The cost of sending anti-CD38 testing to the IRL is $493-888, not including the initial type and screen (TS) performed in house. Our hospital bills the in-house DTT screens the same as a standard TS order. The average cost of a TS in the US was approximately $300 in 2021. A negative DTT antibody screen allows our blood bank to electronic crossmatch RBC units instead of providing incompatible crossmatched units or genotyped matched units. All hospitals in the system provide units that are K or k matched, but the smaller hospitals will send a patient sample for genotyping. The testing sent to the IRL can take anywhere between 24 to 72 hours, whereas the in-house testing using DTT treated cells enables RBC units to be released in approximately one hour from sample receipt.

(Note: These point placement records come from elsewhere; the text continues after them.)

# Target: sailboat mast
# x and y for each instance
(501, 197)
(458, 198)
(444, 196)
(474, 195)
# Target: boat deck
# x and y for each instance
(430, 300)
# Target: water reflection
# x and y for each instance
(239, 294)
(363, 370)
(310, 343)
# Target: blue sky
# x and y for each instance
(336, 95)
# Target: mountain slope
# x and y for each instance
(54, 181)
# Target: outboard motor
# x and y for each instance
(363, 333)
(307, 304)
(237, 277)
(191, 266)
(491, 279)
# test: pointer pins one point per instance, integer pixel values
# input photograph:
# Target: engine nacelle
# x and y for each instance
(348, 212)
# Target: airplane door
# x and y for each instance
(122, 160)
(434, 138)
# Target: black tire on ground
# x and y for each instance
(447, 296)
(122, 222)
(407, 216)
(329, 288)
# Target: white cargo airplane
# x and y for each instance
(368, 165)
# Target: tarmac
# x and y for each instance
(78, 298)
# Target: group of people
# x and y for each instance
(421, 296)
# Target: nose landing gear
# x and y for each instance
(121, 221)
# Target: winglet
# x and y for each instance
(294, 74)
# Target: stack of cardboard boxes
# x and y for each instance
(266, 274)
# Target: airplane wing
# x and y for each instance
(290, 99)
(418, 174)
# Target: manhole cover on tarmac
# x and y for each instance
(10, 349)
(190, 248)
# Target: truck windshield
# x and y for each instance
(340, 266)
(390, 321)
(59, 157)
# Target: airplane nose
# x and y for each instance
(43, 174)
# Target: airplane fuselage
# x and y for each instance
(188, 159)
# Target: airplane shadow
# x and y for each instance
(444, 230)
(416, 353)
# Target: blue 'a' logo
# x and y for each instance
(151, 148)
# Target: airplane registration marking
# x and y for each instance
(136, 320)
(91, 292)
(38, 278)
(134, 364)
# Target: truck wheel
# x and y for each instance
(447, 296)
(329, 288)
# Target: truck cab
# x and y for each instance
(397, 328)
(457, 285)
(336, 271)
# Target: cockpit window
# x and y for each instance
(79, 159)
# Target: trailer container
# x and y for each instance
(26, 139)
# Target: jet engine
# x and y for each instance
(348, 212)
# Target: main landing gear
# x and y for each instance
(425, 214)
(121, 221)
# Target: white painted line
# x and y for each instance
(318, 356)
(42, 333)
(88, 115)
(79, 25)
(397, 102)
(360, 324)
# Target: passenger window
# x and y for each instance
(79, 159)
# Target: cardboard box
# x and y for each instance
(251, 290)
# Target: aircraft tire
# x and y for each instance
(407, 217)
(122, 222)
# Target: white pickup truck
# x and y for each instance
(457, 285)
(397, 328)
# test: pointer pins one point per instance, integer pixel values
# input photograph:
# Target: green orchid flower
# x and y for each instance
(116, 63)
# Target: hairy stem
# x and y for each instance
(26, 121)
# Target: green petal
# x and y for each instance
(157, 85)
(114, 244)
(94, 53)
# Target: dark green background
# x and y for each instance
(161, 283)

Conclusions: Performing in-house DTT antibody screens affords quicker TAT, decreases costs due to eliminating IRL send outs, and allows patients to receive blood products during their same day appointment. This minimizes visits to the hospital and makes it easier for patients with specific transportation needs. DTT antibody screens are also beneficial by decreasing crossmatch cost, complexity, and TAT.